Lincoln University decides not to decide
To All Education Reporters
Media Release: Lincoln University decides not to decide
13 November 2006
Paul Rutherford, the President of Lincoln University Students’ Association today said that Lincoln University had effectively ‘decided not to decide’ in response to the changes proposed in its Review of Academic Delivery.
While, the original proposals had called for complete withdrawal from a number of programmes and removing parts of others. Most of the proposals had been softened with further reviews to take place instead. Proposals still to go ahead include the phasing out of the Bachelor of Maori Planning and Development and the disestablishment of the distance learning unit, Regional Education.
“The process of performing a full review for each division should have been followed from the outset,” Mr Rutherford said. “By engaging stakeholders in the process, better perspectives and more informed decisions can be made. Instead, the process to this stage has placed undue burden and placed stress on students and staff. It has severely dampened morale."
Mr Rutherford commented that the proposed changes would have done little to make Lincoln University more distinctive. “Some of these changes did not lend to the multi-disciplinary study that has developed at the University such as the distinctive, well-rounded and flexible graduates that employer’s value”
“In addition, some exceptional, widely-recognised and well-respected staff would have been lost in the process," Mr Rutherford said.
Mr Rutherford commented that students and staff did their best to engage with the University over the changes, despite the limited time and opportunity to make considered responses.
“We are glad that many of the stakeholders concerns have been taken into account and hope that some positive steps forward can be made in the subsequent reviews,” Mr Rutherford said.
Benita Wakefield, Tumuaki of Te Awhioraki, the Lincoln University Maori Student Association is disappointed with the decision to withdraw the Bachelor of Maori Planning and Development degree (BMPD). Te Awhioraki challenges the consultation process used by the University.
“As the representative of all Maori students, Te Awhioraki was never consulted over the withdrawal of the BMPD degree,” Ms Wakefield said.
Te Awhioraki argues that the University has never made a committed effort to attract Maori staff and students to Lincoln. There is evidence to show the University has never marketed this degree in a culturally appropriate way to attract Maori student participation.

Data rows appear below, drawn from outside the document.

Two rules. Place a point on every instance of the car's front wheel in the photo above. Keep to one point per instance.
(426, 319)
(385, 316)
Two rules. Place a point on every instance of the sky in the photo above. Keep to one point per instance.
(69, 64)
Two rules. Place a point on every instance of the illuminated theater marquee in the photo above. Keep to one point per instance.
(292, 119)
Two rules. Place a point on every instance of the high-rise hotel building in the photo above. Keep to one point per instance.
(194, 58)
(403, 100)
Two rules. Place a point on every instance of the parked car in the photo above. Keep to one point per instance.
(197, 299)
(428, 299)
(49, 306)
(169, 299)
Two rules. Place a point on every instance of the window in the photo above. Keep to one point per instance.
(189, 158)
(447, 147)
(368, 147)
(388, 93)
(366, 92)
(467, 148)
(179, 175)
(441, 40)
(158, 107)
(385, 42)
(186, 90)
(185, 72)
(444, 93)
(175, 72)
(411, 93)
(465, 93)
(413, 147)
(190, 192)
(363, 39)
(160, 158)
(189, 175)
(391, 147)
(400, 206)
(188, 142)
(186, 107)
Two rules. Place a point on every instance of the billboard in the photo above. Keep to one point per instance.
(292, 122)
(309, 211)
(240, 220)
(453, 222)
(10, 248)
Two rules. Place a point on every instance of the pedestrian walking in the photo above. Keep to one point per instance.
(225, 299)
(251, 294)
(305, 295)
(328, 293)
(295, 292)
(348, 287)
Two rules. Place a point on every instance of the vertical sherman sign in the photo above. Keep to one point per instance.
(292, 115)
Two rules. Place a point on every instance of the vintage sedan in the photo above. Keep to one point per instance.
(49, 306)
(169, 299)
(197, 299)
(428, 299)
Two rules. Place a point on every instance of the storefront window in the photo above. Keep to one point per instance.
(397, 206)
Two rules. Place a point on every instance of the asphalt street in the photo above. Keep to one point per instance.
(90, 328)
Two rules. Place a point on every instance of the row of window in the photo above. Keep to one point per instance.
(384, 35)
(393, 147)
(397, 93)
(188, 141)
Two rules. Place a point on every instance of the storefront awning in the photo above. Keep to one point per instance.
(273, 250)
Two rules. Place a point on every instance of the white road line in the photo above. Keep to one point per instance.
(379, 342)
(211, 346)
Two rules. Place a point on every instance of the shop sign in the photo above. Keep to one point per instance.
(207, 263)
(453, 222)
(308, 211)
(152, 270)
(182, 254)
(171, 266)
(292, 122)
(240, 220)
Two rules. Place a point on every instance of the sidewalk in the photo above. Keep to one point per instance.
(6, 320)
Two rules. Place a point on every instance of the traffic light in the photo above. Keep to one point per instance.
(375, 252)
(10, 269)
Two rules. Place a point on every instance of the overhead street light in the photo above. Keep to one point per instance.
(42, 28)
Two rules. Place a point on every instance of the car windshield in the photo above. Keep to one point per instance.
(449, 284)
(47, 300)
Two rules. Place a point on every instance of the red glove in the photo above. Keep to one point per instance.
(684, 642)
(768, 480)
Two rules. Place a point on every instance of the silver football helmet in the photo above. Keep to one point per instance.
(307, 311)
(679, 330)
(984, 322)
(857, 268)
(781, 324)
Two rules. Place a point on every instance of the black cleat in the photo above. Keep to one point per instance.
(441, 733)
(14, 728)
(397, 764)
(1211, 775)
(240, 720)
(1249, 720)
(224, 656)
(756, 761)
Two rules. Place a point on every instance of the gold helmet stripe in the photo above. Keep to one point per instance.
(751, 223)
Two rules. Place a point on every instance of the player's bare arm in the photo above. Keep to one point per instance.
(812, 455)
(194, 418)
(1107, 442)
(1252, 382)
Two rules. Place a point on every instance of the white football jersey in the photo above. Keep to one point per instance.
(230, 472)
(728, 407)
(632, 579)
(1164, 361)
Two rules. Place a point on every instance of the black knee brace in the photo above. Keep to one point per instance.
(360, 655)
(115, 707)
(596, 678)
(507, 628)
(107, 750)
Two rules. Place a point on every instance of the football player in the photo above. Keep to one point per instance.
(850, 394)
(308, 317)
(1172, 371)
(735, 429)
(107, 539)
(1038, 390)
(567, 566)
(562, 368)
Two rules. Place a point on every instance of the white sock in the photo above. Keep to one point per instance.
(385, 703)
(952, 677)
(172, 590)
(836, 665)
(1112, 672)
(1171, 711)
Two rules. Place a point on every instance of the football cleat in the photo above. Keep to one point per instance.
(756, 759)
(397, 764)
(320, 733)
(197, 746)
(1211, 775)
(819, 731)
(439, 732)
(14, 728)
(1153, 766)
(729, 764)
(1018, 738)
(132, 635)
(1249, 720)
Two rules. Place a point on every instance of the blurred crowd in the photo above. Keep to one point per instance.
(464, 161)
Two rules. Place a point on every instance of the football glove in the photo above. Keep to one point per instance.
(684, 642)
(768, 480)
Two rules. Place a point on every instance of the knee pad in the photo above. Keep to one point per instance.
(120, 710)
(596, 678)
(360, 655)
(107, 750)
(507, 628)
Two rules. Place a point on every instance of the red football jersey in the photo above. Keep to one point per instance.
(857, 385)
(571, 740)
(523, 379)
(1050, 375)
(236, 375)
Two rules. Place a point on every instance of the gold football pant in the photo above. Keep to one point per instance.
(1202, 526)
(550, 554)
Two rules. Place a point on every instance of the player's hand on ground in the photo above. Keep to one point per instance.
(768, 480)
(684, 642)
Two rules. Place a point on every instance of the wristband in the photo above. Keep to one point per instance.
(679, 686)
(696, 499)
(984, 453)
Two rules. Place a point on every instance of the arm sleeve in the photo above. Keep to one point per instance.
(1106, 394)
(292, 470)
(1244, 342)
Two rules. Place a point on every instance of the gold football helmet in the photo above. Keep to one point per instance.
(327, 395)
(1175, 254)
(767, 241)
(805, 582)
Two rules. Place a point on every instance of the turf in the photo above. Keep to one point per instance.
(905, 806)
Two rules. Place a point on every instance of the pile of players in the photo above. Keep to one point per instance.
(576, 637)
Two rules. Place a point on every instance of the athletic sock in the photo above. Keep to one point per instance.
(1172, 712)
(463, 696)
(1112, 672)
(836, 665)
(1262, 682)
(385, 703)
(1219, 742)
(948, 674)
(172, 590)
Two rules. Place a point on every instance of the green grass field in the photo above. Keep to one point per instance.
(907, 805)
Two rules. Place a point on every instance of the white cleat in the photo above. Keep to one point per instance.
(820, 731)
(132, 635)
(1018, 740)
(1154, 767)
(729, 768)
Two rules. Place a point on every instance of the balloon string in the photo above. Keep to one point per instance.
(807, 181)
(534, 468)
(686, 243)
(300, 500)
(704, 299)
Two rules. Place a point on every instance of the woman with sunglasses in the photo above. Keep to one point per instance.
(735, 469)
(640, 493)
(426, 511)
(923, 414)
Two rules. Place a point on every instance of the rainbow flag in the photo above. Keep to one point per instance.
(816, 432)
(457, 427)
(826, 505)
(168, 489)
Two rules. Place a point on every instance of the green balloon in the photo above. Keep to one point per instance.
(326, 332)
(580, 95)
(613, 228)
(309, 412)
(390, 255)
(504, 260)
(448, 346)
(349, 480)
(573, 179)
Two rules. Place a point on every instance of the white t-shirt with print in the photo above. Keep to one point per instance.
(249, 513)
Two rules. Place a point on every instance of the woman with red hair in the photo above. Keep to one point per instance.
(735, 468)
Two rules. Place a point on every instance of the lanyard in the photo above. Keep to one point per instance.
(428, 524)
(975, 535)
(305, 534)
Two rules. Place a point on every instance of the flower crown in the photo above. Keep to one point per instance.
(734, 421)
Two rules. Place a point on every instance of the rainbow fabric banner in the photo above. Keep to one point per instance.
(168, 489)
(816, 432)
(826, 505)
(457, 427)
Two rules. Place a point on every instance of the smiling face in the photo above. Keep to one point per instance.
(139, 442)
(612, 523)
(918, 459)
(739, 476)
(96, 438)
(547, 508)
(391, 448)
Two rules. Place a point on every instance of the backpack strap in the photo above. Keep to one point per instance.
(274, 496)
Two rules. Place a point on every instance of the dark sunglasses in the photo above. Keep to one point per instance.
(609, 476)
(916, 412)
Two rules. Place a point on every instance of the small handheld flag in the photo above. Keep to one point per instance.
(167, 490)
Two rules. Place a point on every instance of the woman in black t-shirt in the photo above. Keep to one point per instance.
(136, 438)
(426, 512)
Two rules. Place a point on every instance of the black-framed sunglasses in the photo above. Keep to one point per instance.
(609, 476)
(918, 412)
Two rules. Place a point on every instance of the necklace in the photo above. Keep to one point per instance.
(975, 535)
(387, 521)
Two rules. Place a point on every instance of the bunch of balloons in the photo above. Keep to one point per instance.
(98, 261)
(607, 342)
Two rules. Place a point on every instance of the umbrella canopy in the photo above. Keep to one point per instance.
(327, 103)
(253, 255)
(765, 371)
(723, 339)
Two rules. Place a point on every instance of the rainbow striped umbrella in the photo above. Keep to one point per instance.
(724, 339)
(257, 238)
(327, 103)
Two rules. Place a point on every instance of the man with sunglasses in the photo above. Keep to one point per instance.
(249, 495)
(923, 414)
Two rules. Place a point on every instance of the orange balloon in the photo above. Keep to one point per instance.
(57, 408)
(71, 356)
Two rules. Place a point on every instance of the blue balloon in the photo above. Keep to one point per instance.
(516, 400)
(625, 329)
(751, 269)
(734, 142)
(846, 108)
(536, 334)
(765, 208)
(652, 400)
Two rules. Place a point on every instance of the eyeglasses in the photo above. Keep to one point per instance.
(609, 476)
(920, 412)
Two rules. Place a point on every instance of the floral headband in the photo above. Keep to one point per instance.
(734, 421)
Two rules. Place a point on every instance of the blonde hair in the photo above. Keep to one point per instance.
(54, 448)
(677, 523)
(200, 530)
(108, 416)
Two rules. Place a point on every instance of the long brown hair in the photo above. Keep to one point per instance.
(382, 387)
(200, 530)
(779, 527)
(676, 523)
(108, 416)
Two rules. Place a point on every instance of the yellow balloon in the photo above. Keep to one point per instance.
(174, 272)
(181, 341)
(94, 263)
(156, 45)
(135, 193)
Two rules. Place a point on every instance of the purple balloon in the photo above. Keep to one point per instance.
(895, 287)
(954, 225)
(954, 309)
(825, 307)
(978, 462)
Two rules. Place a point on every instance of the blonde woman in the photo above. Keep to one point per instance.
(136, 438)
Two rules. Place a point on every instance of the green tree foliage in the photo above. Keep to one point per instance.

For this reason Te Awhioraki challenges the rationale for withdrawing the BMPD based on low student enrolment.
Ms Wakefield said that Te Awhioraki will continue to demand that the University continue with the BMPD degree. “Te Awhioraki wants the University to market the BMPD programme and to do so in a more culturally appropriate way that will attract Maori students to the University.”
The Bachelor of Maori Planning and Development was a refinement of the original Maori Studies degree and was developed through consultation with Te Tapuae o Rehua, the Maori Education development consortium, Ngai Tahu Development Corporation, Christchurch Polytechnic Institute of Technology and Christchurch College of Education. Iwi representatives were also involved in the development of the degree.
Regional Education has been a successful venture both in terms of its ability to attract students and also the results that those students attain. Regional Education has engaged schools and communities with Lincoln University, helps potential students get past perceived barriers and into higher education, and provides a comprehensive and coordinated response to distance education. It is bewildering that the University should choose to dispose of such a successful unit.